The plaintiff declined to refer any further cases or to perform any services at the Hospital under these limitations. He brought this action to declare the bylaw null and void on the theory that the restriction on his activities was an an illegal restraint of trade under the Sherman Antitrust Act. He contends that the action of the Joint Commission and the compliance of the Hospital with its conditions, in order to secure renewal of the accreditation, constituted a conspiracy. The defendant Hospital moves for summary judgment.

The plaintiff's contention is farfetched. Endeavors of professional groups to raise the ethical standards of their profession and to enhance the quality of services rendered to the public are to be encouraged and commended. They do not constitute a restraint of trade, even if they result in the elimination of some persons who are not regarded as sufficiently qualified, or in a limitation of activities on the part of some professional men.
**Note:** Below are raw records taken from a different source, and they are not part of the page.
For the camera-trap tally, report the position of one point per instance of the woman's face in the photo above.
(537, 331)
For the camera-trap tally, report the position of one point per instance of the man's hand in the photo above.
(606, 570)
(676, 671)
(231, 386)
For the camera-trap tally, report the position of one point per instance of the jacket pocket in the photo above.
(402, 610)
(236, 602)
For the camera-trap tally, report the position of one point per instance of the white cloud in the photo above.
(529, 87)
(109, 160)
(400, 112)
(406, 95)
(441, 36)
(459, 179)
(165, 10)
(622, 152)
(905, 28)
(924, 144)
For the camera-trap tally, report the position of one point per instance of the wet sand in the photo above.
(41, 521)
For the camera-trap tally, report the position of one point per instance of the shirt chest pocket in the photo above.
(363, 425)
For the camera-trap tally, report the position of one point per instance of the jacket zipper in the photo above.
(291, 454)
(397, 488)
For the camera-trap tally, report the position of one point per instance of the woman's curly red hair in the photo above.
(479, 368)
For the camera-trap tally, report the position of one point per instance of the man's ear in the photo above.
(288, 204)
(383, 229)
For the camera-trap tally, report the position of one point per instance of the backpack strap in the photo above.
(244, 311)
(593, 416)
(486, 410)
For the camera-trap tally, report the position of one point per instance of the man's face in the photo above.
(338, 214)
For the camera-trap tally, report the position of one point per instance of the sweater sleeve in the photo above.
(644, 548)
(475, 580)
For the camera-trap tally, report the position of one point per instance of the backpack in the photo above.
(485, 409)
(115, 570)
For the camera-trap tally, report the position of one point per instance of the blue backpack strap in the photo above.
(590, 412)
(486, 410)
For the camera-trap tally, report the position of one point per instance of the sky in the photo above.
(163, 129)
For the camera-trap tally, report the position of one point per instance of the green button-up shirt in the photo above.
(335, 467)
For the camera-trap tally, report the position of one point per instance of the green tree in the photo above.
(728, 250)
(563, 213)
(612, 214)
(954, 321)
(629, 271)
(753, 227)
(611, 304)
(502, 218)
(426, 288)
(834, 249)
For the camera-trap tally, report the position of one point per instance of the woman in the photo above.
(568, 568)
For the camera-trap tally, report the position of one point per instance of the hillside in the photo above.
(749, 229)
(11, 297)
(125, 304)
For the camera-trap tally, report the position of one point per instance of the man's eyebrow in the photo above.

This principle *955 is particularly important where considerations of public health and the welfare of individual patients are involved. The affidavits in support of the motion demonstrate with meticulous care the various steps taken by the defendants and their endeavors and purpose to maintain hospital care at the highest practicable level.

The argument advanced by plaintiff's counsel that since under the Act of Congress the plaintiff is entitled to practice podiatry, the hospital may not place any limitations on his activities in that field, is untenable. Hospitals have a right to use their discretion to admit or reject licensed physicians and surgeons to practice within their establishments, Shulman v. Washington Hospital Center, D.C., 222 F. Supp. 59. For example, the mere fact that a member of of the medical profession is licensed to practice medicine and surgery does not necessarily mean that every hospital would permit him to perform any kind of an operation, irrespective of his qualifications for the specific task. Hospitals admit to their medical staffs only those physicians and surgeons whom they consider well qualified, and the mere fact that a doctor is licensed to practice does not mean that he is fit to treat any disease whatever, or perform an operation of any kind. To use an analogy, not every lawyer is qualified to perform legal work of every type.

Plaintiff's counsel apparently does not dispute these general propositions. He argues, however, that the complaint charges that the defendant's motive was improper, namely, to eliminate competition on the part of podiatrists as against orthopedic surgeons, and contends that these allegations are sufficient to require a denial of the defendant's motion. Disagreeable adjectives and approbrious labels cannot create a cause of action where none otherwise exists.

Moreover, this issue is not properly raised. The defendant hospital adduced detailed affidavits setting forth with great particularity the various steps taken by the Joint Commission and the Hospital in regard to this matter and the reasons therefor. These affidavits are uncontroverted. No answering affidavits have been filed. The general allegations contained in the unverified complaint are not sufficient to raise an issue of fact on a motion for summary judgment. This matter is governed by the 1963 amendment to Rule 56(e) of the Federal Rules of Civil Procedure, reading as follows:

 
"When a motion for summary judgment is made and supported as provided in this rule, an adverse party may not rest upon the mere allegations or denials of his pleading, but his response, by affidavits or as otherwise provided in this rule, must set forth specific facts showing that there is a genuine issue for trial. If he does not so respond, summary judgment, if appropriate, shall be entered against him."

Defendant's motion for summary judgment is granted.